Autor: David Pérez Núñez
Sto. Domingo – R. Dominicana
La Casa del Poeta
Las astillas volaron por los aires, fuimos todos a ver que paso en casa del poeta. Tocamos la puerta, una mujer nos condujo entre libros de pergaminos carcomido por las ratas, destruidos por el mojo. Tomé del estante que daba hacia un pasillo las obras completa de Schopenhauer. Una página suelta, ilegible prefiguraba un poema de Eliot.
La mujer de cuerpo flácido, quien en otro escenario debió ser una tigresa, narró lo sucedido. Lo dijo entre lágrimas, con sentimiento de culpa, intenté consolarla, arrebatarle la rabia contenida, pero no pude, entonces se entregó en llanto a contar los hechos.
Mi marido a quienes todos le confiaban sus más recónditos anhelos, fue un intelectual de fuste, eso le oí decir a muchos poetas y artistas plásticos. Venían hasta nuestra casa a corregir un verso, una línea del cuadro que no los convencía, quedaban por semana, le preparábamos su habitación, una buhardilla como le gustaba decir algunos de ellos.
La tragedia llegó con un joven poeta, alto, fuerte, de modales un poco toscos. Le dijo a mi esposo que venía para hacerle una serie de entrevistas, luego ellas serían publicadas en un suplemento dominical. Le preparamos como a los otros su buhardilla.
Su comportamiento siempre fue comedido, conversaban hasta alta hora de la noche, los griegos era su tema recurrente, en especial Homero, su trato con mi esposo fue siempre paternal. Antonio era un hombre dado a la bebida, realmente era su única pasión fuera de la literatura. El joven poeta, se hacía llamar Adrián, en homenaje a un escritor griego. El joven inquiría con los ojos, mi gran debilidad. Cuando caminaba hacia la cocina sentía sus ojos no separarse ni por un segundo de esa parte de mi cuerpo que tanto le atraía
Una noche Adrián, se quedó a conversar con Antonio, esta vez mi marido había perdido el control en la bebida, también Adrián flaqueó en el control de sí mismo. Adrián habló esa noche como nunca, pontificó, alabó a Antonio de una manera, que me pareció exagerada. Cuando el calor de los tragos fueron menguando, el no dejó de mirarme de una manera insolente, podría decir que de un modo casi perverso.
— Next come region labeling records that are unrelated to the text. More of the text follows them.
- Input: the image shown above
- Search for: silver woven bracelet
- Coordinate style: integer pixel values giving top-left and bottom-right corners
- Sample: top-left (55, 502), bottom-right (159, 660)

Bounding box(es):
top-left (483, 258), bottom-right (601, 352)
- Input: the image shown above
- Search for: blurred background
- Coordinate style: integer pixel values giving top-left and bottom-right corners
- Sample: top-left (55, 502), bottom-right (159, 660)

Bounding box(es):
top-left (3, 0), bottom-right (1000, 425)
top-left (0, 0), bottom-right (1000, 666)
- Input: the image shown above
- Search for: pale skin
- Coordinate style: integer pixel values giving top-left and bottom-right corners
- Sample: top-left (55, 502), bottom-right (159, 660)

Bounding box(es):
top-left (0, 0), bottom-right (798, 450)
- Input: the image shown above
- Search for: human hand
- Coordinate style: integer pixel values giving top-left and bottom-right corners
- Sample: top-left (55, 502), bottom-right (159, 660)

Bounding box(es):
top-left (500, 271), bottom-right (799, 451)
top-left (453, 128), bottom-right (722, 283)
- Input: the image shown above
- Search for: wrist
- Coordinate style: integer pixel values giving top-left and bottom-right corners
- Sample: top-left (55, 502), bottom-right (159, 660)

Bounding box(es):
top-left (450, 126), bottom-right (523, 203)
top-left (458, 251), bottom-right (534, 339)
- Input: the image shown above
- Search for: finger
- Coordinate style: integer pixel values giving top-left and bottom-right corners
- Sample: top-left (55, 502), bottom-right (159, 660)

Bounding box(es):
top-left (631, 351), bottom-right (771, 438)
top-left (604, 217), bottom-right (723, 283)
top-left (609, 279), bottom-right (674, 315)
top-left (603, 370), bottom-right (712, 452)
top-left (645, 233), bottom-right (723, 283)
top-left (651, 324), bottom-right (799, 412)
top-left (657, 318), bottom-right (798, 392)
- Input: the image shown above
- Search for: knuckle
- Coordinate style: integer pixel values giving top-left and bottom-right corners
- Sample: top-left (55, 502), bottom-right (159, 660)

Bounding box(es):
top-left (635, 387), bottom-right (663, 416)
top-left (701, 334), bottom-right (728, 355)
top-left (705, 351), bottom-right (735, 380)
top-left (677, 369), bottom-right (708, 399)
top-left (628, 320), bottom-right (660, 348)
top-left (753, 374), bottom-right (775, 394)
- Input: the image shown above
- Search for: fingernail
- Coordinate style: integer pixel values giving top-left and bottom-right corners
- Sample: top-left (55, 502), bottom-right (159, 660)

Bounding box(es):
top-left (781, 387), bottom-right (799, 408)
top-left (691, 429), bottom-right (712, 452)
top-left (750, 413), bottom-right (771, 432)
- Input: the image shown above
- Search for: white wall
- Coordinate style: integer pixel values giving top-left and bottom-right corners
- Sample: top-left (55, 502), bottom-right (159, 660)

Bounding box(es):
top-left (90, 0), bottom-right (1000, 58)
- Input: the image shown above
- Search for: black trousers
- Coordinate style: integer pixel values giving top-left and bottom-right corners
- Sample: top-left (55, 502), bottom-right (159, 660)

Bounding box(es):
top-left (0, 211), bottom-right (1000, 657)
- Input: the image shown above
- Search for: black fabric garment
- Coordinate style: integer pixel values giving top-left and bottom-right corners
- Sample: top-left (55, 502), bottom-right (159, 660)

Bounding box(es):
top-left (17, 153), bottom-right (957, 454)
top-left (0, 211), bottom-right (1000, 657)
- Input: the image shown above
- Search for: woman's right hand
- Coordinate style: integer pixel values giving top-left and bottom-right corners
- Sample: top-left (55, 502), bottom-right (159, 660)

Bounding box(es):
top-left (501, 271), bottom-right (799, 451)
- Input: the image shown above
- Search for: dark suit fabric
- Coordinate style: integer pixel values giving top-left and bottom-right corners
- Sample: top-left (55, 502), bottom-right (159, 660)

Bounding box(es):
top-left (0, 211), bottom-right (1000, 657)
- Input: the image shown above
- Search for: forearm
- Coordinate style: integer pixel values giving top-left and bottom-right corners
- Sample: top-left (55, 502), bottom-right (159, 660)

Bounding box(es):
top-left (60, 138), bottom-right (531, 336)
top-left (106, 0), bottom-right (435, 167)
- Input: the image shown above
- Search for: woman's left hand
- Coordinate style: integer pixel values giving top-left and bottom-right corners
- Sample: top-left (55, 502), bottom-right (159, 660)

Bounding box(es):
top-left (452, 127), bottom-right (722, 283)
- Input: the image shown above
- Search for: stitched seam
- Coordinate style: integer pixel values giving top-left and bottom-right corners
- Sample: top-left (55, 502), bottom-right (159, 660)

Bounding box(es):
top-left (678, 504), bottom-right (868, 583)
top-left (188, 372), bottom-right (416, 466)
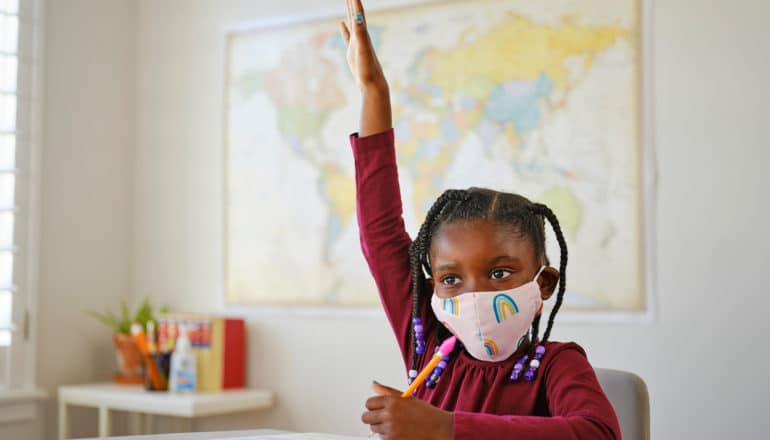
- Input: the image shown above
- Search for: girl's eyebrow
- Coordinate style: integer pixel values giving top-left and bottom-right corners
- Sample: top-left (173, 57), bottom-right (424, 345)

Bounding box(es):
top-left (487, 255), bottom-right (521, 265)
top-left (435, 263), bottom-right (457, 272)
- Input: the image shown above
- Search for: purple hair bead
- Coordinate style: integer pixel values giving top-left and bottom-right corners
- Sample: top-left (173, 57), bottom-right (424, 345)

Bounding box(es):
top-left (524, 368), bottom-right (535, 382)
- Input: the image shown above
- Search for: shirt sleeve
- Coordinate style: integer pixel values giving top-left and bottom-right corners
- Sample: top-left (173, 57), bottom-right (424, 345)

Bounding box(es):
top-left (350, 129), bottom-right (412, 362)
top-left (454, 348), bottom-right (621, 440)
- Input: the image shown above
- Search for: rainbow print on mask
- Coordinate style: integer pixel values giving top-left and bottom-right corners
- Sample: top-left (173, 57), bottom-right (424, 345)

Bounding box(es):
top-left (442, 298), bottom-right (460, 316)
top-left (492, 293), bottom-right (519, 324)
top-left (484, 339), bottom-right (498, 356)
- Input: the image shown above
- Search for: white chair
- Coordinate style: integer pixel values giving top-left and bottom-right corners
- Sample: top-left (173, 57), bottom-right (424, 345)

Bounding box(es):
top-left (595, 368), bottom-right (650, 440)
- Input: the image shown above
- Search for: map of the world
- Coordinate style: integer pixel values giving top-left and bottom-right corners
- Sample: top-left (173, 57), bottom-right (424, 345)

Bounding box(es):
top-left (225, 0), bottom-right (646, 312)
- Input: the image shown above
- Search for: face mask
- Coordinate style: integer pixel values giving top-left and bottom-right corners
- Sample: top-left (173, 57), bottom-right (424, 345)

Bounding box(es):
top-left (431, 266), bottom-right (545, 362)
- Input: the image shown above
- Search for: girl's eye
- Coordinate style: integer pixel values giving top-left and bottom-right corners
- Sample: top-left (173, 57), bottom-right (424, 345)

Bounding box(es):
top-left (489, 269), bottom-right (511, 280)
top-left (441, 275), bottom-right (460, 286)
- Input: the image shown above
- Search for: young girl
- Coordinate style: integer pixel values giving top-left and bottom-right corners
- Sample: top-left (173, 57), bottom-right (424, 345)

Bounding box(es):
top-left (340, 0), bottom-right (620, 440)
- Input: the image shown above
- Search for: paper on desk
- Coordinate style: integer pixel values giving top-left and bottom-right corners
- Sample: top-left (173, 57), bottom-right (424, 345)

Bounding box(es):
top-left (214, 432), bottom-right (368, 440)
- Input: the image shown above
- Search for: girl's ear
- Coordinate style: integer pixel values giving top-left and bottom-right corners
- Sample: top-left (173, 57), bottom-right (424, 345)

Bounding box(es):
top-left (537, 266), bottom-right (559, 301)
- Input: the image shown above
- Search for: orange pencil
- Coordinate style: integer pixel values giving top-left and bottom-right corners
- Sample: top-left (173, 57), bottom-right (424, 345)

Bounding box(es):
top-left (401, 336), bottom-right (457, 397)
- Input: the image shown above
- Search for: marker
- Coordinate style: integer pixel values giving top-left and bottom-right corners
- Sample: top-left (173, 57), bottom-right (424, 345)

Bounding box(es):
top-left (401, 336), bottom-right (457, 397)
top-left (131, 322), bottom-right (167, 390)
top-left (147, 321), bottom-right (158, 354)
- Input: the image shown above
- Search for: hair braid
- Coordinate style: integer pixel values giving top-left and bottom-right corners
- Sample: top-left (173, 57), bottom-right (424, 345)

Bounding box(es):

Llevamos entre los dos a Antonio hasta su habitación, en el camino, por los pasillos, nuestros cuerpos se tocaban involuntariamente, el rose me dejaba una sensación afrodisíaca en mi cuerpo, que no sabía cómo ocultar. No lo acordamos, era una necedad ponerse de acuerdo, además de una pérdida de tiempo.
Sentí sus manos negras bajar por mi espalda, tocar sin prisa mis glúteos, le pregunte si él entendía que Antonio estaba lo suficientemente dormido. Me respondió balbuceando entre la desesperación y el placer, que lo conocía tan profundamente, que sabía en ese momento lo que el soñaba. Hizo una descripción vehemente del conocimiento sobre mi esposo, en un ataque de rabia, dijo: el sueña a esta hora que nos hemos perdido en medio de su biblioteca y que hacemos el amor entre sus libros, sobre nosotros caen tomos completos de obras de filósofos. En otro pasillo de su biblioteca narradores de cuentos mágicos se abalanzan sobre nosotros, ve entre sueños como los mejores poetas nos miran desde sus estantes.
El sueño al final es trágico dijo, Antonio se levanta esa noche a buscar el libro de poema con que ganó un premio en España. Un verso no lo dejaba dormir, le inquietaba lo muy rimada de sus líneas en el poema. Pero en el instante que va a tomar el libro en sus manos, se percata de nuestros cuerpos enredados entre sus libros.
Antonio guardaba cercano a la puerta un galón de Kerosen, junto a una caja de fósforo por si el alumbrado fallaba, por lo que huyó hacia la puerta regresando con el galón en mano, luego tomó la terrible decisión de rociar toda su biblioteca y encenderla junto a Adrián y a mí. Pude escapar porque conocía las puertas que daban hacia fuera de ese laberinto. El cuerpo del joven poeta lo encontraron abrazado a un breve libro de poemas cuyo autor desconozco. El libro se titula El oscuro rito de la luz.